Ernährung bei Laktoseintoleranz

Was darf ich bei Laktoseintoleranz essen?

Es gibt heutzutage eine solche Vielzahl an populären Ernährungsweisen, so dass eine laktosearme oder laktosefreie Ernährung bei Laktoseintoleranz eigentlich gar kein Problem mehr ist. Die beiden populärsten Ernährungstrends der letzten Jahre, welche sich beide auch noch diametral entgegen stehen, sind komplett bzw. fast komplett laktosefrei. Nicht erst seit Attila Hildmann ist die vegane Ernährung zunehmend populär geworden und vegane Produkte im Supermarkt gibt es zunehmend mehr. Dabei kann man sich leicht merken, dass jedes vegane Produkt immer auch laktosefrei ist. Der andere populäre Ernährungstrend der letzten Jahre, die Paleo-Ernährung setzt auf die Lebensmittel, welche nach Meinung der Vertreter dieser Ernährungsweise schon von unseren steinzeitlichen Vorfahren genutzt wurden. Es geht dabei um die Zeit vor der neolithischen Revolution, also bevor Ackerbau und Viehzucht Einzug gehalten haben in unserer Ernährung. Beide Ernährungsweisen geben wichtige Hinweise darauf, wie eine laktosefreie Ernährung aussehen kann. Daher möchte ich zunächst beide vorstellen.

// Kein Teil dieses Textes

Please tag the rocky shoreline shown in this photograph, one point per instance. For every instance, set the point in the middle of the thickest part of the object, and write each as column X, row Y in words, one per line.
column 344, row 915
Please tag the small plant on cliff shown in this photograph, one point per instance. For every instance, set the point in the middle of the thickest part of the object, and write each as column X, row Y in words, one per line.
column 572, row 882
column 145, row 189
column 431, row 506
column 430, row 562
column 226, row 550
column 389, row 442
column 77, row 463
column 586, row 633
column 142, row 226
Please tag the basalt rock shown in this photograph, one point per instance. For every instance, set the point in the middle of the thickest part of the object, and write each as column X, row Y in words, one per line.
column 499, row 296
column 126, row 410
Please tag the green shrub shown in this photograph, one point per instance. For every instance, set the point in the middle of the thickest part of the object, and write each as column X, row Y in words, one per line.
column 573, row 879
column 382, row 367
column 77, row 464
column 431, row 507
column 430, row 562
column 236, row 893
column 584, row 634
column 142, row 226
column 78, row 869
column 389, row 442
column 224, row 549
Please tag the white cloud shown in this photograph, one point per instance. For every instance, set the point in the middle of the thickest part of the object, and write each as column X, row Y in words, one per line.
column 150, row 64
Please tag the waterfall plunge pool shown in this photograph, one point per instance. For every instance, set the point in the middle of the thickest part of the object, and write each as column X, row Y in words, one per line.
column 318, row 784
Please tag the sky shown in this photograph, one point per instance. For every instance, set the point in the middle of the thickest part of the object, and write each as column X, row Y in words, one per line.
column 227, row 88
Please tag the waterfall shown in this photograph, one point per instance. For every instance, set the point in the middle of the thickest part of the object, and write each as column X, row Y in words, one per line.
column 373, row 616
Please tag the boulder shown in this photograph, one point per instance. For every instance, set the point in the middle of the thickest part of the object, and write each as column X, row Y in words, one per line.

Whole-Foods, Plant-Based Diet

Vegane Ernährung mit Obst und GemüseVeganismus aus ethisch motivierten Gründen gibt es schon seit über 100 Jahren. Doch in den letzten Jahren ist zunehmend eine andere Form der veganen Ernährung populär geworden. Die Vertreter dieser Ernährungsform versprechen sich davon gesundheitliche Vorteile. Also gerade nicht der Pudding-Veganer, der zwar keine tierischen Produkte mehr konsumiert, aber trotzdem noch vegane Oreo-Kekse, Chips und eben Pudding isst. Der Pudding dann natürlich mit Sojamilch statt Kuhmilch.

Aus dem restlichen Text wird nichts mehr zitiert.